Outre d'éventuels facteurs génétiques et biologiques à explorer (on évoque la piste de la testostérone comme facteur influant à la fois sur la couleur des yeux et sur la forme du visage), comment expliquer de tels liens entre la physionomie, la couleur des yeux et la dominance ? Dans le registre des conjectures, les chercheurs proposent que les personnes aux yeux bruns, perçues comme plus dominantes, seraient accoutumées à voir leur entourage les traiter comme telles, en adoptant des comportements soumis ou conciliants. Ces individus finiraient par devenir réellement plus dominants, jusqu'à ce que certaines expressions de domination s'impriment dans les contractions de leurs muscles faciaux, aboutissant sur le long terme à une physionomie exprimant ce trait de personnalité.
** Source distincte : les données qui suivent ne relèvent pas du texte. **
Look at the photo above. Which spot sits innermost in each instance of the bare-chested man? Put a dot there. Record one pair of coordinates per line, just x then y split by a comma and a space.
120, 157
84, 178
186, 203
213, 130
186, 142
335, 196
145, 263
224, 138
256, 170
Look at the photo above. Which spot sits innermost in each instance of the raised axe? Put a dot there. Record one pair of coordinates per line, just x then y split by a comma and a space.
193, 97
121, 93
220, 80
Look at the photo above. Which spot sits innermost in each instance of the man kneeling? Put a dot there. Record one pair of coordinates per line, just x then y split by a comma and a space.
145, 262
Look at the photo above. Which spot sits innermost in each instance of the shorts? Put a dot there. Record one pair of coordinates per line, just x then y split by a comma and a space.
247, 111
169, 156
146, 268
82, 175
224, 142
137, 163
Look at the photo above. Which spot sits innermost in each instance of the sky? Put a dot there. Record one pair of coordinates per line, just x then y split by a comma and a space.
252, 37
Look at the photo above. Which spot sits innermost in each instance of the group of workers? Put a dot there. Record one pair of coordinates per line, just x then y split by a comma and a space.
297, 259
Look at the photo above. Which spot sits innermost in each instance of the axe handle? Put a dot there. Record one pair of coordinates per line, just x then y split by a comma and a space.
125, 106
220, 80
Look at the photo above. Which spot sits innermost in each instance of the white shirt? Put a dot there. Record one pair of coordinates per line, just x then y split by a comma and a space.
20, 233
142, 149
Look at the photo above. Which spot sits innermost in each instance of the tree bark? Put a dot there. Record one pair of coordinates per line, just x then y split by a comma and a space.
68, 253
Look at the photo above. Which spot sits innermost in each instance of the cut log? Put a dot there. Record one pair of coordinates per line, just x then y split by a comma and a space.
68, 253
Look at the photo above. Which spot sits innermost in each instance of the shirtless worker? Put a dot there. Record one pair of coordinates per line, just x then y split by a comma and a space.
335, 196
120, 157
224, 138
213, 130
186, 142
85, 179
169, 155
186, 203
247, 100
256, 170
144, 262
Signalons que, contrairement à ce que laisseraient supposer certains clichés, la couleur des yeux ne semble pas avoir d'influence sur le caractère plus ou moins attirant des hommes pour les femmes.
Enfin, jusque dans la mort, des différences s'observent selon la couleur des yeux. Le psychologue David Lester a étudié les modes de suicides employés par des Blancs américains, et observé que la pendaison et le poison seraient plus utilisés par les hommes aux yeux bruns, les armes à feux ou la noyade par ceux qui ont les yeux bleus. Ainsi, pour des comportements extrêmes, expliqués par la détresse et la souffrance psychologique, des variations comportementales liées à la couleur des yeux semblent se manifester. C'est dire que ce facteur a de fortes probabilités d'intéresser, pour longtemps encore, les chercheurs en psychologie et en biologie, notamment pour élucider les causes possibles de ces étonnantes différences.